山の子たちが切磋琢磨するチーム
春に大輪の花を咲かせるために
2016年夏ベスト4、2021年秋ベスト8という結果を残す茂木。「山の子魂」をスローガンに掲げるチームは確かな進化を遂げている。
■活気が戻るグラウンド
茨城との県境となる芳賀郡茂木町に位置する県立茂木。地域の応援を受けてグラウンドに立つチームは2016年夏にベスト4へ進出するなど町に勇気を届けてきた。だが、2018年秋には1・2年生選手が13人になるなど部員減少に直面してきた。将来的には連合チームになってしまう可能性もあったが、2017年秋に就任したOB指揮官・佐山浩行監督が「山の子魂」をスローガンに掲げて再出発。茂木、益子エリアを中心に1学年10人を越える選手たちが茂木のユニホームに袖を通す。2022年夏には3学年合わせて35人のチームとなるなど山あいの専用グラウンドには再び活気が戻っている。
■山間部のチームが価値ある戦い
2021年春2回戦では2年生左腕エース檜山匠海(現在3年=今春卒業で武蔵大へ入学)が作新学院相手に好投をみせて3対5の好勝負を演じた。さらに2021年秋にはベスト8へ進出した。2022年夏には左腕エース檜山が宇都宮短大附のエース中村拓馬(今春、栃木ゴールデンブレーブス入団)と投げ合いを演じている(1対2)。私学すう勢、公立の部員減少の流れの中で、茂木は価値ある戦いをみせている。卒業を控える檜山は「茂木でプレーしたことで多くを学ばせてもらった。将来はプロになって、地域の子供たちへ夢を届けたい」と話す。力を維持する新チームは2022年秋に2勝を挙げて3回戦へ進出。
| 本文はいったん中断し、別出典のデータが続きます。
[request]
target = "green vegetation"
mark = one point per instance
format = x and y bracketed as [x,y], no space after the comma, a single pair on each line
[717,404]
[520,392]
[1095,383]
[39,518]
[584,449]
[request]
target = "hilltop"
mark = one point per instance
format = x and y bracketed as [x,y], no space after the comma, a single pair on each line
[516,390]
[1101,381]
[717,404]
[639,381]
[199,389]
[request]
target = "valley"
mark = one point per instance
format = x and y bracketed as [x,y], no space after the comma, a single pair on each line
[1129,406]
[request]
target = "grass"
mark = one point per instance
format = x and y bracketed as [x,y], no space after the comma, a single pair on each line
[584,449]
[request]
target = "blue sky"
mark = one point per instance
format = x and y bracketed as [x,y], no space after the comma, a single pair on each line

3回戦では青藍泰斗に力負けしたが、選手たちは打倒私学を目標にスケールアップを図る。
■下へ下へと根を伸ばせ
2023年夏へ向かうチームは、左腕エース水田柊(2年)が伸びのあるストレートとスラーブを武器にゲームを作る。右腕・永岡海音(2年)、左腕・皆川世昊(1年)、左腕・山崎智悠(2年)も力を伸ばし、投手陣は県屈指のレベルに到達する可能性を秘める。打撃は、秋大会2回戦・高根沢戦で推定120メートルの場外本塁打を放ったスラッガー仁平直斗(2年=外野手)がフルスイングをみせる。投打の柱が確立されてきたことで春・夏への期待は高まる。冬季はグラウンドの霜降によって練習メニューが限られるが、茂木は与えられた環境での成長を誓う。佐山監督は「何も咲かない冬の日は下へ下へと根を伸ばせ。やがて大きな花が咲く」という元三洋電機副社長後藤清一氏の言葉を生徒たちに伝えて、努力を促す。櫻井菜理主将(2年=内野手)は「環境を言い訳にせず出来ることをやって成長していく。山の子魂の言葉のもと、みんなで切磋琢磨していく」と春を待つ。「このチームには選手の数だけツボミがある」(佐山監督)。茂木町に春が訪れるころ、個性豊かな“花”がチームを彩っていく。